Let $X$ be a finite set with $n$ elements and $f: X \rightarrow X$ a one-to-one function. Prove by induction that $f$ is an onto function.
Any pointers? I don't even know how to make a base case for this.
On
An alternative, non-inductive approach. Makes use of the definition of Dedekind-infinite/finite.
Suppose we have injective (1-1) function $f: X\rightarrow X$
Using proof by contrapositive, suppose that $f$ is not surjective (onto).
Let $X'=f(X)$. Show $X'$ is a proper subset of $X$.
Construct $f': X'\rightarrow X$, the inverse of $f$ on $X'$.
Show $f'$ is both injective and surjective. By definition, $X$ would then be infinite.
Taking the contrapositive, if $X$ is finite then $f$ is surjective (onto).
Induct on $|X|$. The base case $|X|=1$ is obvious since then there is only one function $X\rightarrow X$.

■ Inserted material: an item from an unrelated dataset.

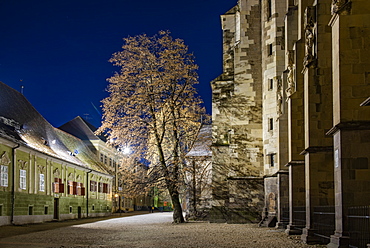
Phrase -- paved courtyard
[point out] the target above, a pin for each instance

Now, suppose inductively that $|E|\leq n$ implies that every injective $E\rightarrow E$ is surjective. Suppose $|X|=n+1$ and let $f:X\rightarrow X$ be injective. Seeking a contradiction, suppose $f$ is not surjective so $|f(X)|\leq n$. Then $g:f(X)\rightarrow f(X)$ given by $g(t)=f(t)$ is injective and the inductive hypothesis implies $g$ is surjective. That is, $g(f(X))=f(X)$ so for every $y\in X$ there exists an $x\in X$ such that $f(f(x))=f(y)\Rightarrow f(x)=y$. Thus $f$ is surjective, a contradiction. Hence $f$ is surjective and this closes the induction.